The Episcopal Church’s protestation that it has not ended the ban on gay bishops or blessings has not found support outside its borders.
After strong international reaction against the decisions of the recent General Convention, US Church leaders moved quickly to claim that the Church had not changed its position.
But critics said that this was the inevitable outcome when the Episcopal Church opened the discernment process for new bishops to gay clergy and permitted dioceses to compile and develop rites for the blessings of same-sex unions.
None of the American church’s allies among the 38 provinces of the Anglican Communion have publicly spoken up in support of Presiding Bishop Katharine Jefferts Schori’s claims that nothing has changed, while several sharp statements have been released by overseas provinces and dioceses charging that the Episcopal Church had walked away from the Anglican Communion.
On July 18 Bishop Jefferts Schori stated that “in 2009” there are “more and deeper relationships with parts of the Episcopal Church and the Anglican Communion than five or 10 years ago.”
The votes taken at General Convention were a “truthful attempt to deepen relationships,” she said.

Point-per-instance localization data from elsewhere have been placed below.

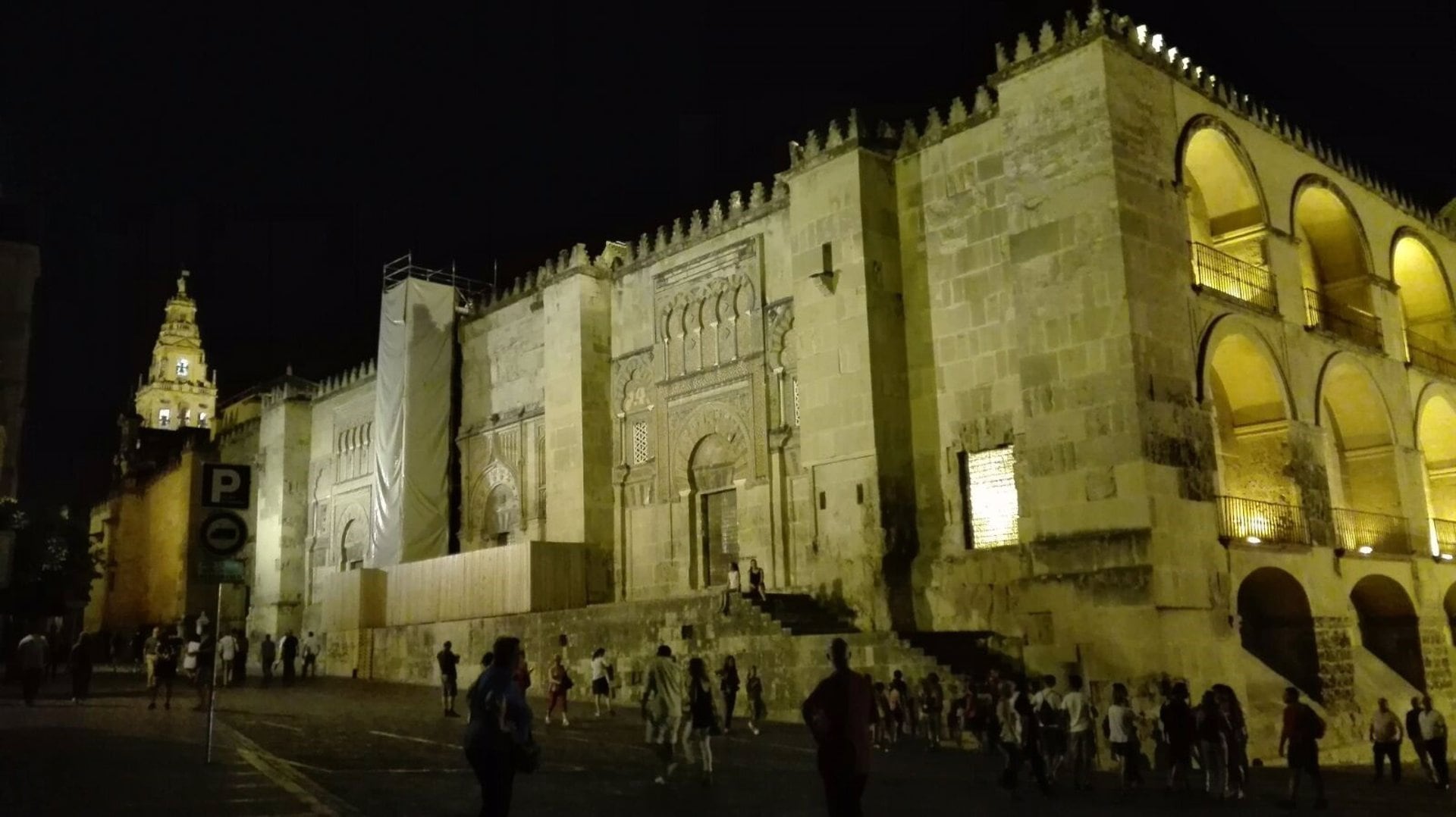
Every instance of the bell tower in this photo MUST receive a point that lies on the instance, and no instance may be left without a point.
(178, 390)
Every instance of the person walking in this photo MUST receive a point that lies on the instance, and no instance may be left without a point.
(734, 587)
(1299, 742)
(557, 687)
(1081, 739)
(1238, 739)
(312, 649)
(702, 712)
(1433, 731)
(1385, 740)
(1052, 724)
(449, 662)
(165, 668)
(1122, 734)
(932, 708)
(601, 681)
(758, 587)
(756, 709)
(80, 668)
(228, 654)
(663, 708)
(33, 653)
(289, 647)
(840, 715)
(1213, 746)
(1180, 728)
(206, 671)
(267, 654)
(498, 736)
(728, 684)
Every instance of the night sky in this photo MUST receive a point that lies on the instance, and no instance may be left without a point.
(286, 155)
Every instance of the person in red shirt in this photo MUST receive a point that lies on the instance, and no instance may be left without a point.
(840, 714)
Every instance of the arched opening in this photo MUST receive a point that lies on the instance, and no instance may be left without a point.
(351, 545)
(1426, 305)
(1360, 461)
(711, 472)
(1258, 496)
(1334, 265)
(1276, 627)
(500, 516)
(1389, 628)
(1226, 218)
(1436, 436)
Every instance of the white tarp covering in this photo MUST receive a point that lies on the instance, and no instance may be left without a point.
(411, 510)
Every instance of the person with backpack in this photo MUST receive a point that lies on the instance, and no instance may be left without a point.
(1299, 742)
(557, 687)
(1050, 720)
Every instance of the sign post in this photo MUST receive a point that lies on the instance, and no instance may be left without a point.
(226, 488)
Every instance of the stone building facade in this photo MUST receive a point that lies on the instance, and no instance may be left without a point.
(1111, 363)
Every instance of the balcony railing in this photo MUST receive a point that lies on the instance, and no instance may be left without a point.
(1366, 534)
(1234, 277)
(1430, 354)
(1348, 322)
(1258, 521)
(1445, 534)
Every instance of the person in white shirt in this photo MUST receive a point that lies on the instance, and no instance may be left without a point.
(1385, 739)
(228, 650)
(1122, 733)
(310, 654)
(601, 681)
(1433, 731)
(1081, 742)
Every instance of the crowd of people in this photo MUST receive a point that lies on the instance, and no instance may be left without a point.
(188, 650)
(1036, 725)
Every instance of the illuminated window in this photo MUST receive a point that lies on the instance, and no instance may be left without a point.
(989, 488)
(639, 443)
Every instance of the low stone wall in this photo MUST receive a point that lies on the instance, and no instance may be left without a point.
(631, 631)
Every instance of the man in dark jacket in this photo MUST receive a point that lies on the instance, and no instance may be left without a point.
(840, 712)
(290, 653)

However, on July 30 the Standing Committee of the Anglican Church in Southeast Asia stated the adoption of resolutions D025 and CO56 by the US General Convention, “when on a plain and ordinary reading, constitutes an abrogation by [the Episcopal Church] of the agreed-to moratorium on the consecration of practising homosexual clergy as bishops and rites of blessing for same-sex unions.”
This “effectively moves” the US church “away from the orthodox position” of the wider communion and is a “repudiation of the listening and consultation processes put in place in an attempt to resolve these issues.”

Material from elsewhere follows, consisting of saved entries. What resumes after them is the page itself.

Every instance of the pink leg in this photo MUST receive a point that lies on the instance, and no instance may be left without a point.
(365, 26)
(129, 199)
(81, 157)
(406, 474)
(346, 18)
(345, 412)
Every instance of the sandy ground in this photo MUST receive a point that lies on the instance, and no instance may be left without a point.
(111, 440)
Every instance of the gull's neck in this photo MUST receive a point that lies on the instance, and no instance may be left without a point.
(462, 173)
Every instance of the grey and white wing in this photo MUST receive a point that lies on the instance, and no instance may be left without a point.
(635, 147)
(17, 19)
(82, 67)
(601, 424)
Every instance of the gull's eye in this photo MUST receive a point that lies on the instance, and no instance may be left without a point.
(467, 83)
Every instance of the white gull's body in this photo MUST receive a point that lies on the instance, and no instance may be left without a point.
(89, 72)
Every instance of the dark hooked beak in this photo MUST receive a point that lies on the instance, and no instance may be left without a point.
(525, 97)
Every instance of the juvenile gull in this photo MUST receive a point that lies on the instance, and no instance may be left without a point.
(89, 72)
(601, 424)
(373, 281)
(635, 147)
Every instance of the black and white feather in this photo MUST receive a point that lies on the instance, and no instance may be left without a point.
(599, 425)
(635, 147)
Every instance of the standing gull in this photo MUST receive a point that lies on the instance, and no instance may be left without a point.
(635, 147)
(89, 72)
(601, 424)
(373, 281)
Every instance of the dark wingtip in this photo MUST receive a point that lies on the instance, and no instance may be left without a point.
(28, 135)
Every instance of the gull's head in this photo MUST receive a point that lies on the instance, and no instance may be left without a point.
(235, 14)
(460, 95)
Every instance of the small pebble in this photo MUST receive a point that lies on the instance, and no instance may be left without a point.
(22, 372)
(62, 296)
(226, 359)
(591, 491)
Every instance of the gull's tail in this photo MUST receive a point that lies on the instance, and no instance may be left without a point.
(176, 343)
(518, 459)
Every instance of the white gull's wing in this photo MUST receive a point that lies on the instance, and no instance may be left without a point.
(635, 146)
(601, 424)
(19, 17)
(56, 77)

The Rt Rev Bethlehem Nopece, Bishop of the South African diocese of Port Elizabeth, called the adoption of the two resolutions by the US church a “deliberate defiance of the wider Body of the Anglican Communion.”

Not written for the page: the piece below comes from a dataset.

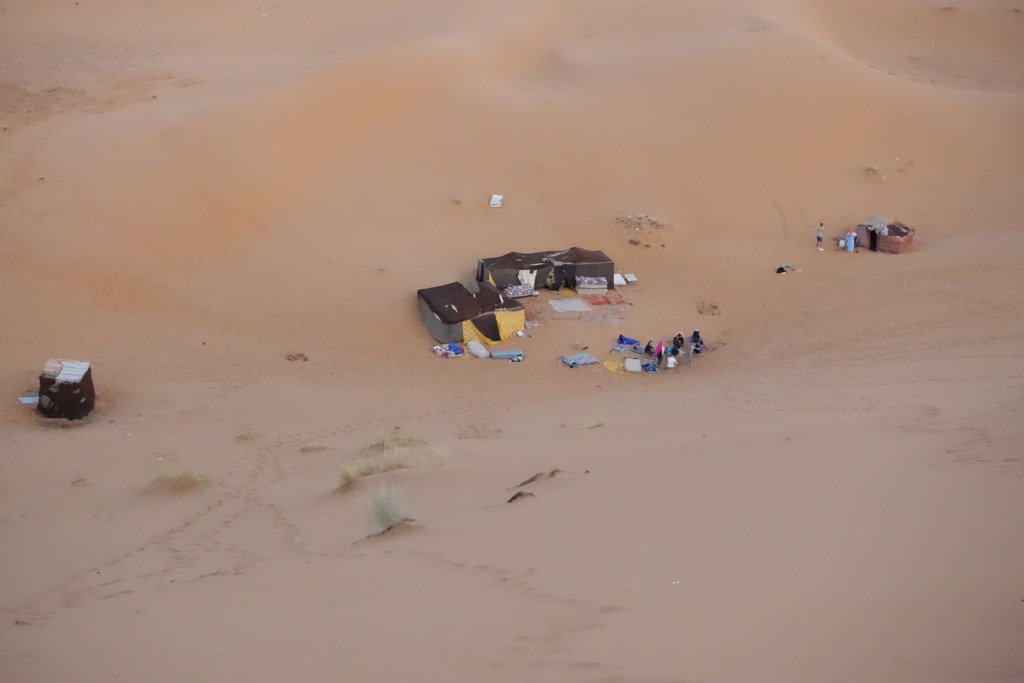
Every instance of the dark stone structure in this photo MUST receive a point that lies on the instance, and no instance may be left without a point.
(66, 389)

“The blessings of the same-sex unions and the ordination of practicing gay clergy is inconsistent with the Word of God written; it is theologically uninformed, incoherent with the wider church, endorsing schism in the Anglican Communion and threatens ecumenical fellowship and relations,” he charged on July 31.
The Episcopal Church had chosen to “journey alone,” he said.
The South African church will “still uplift the Biblical standard of guidance in moral behaviour. We do not seek any political correctness, but call upon all people to repentance and change of life and patterns of behaviour for a new character in line with the demands of the Word of God,” Bishop Nopece said.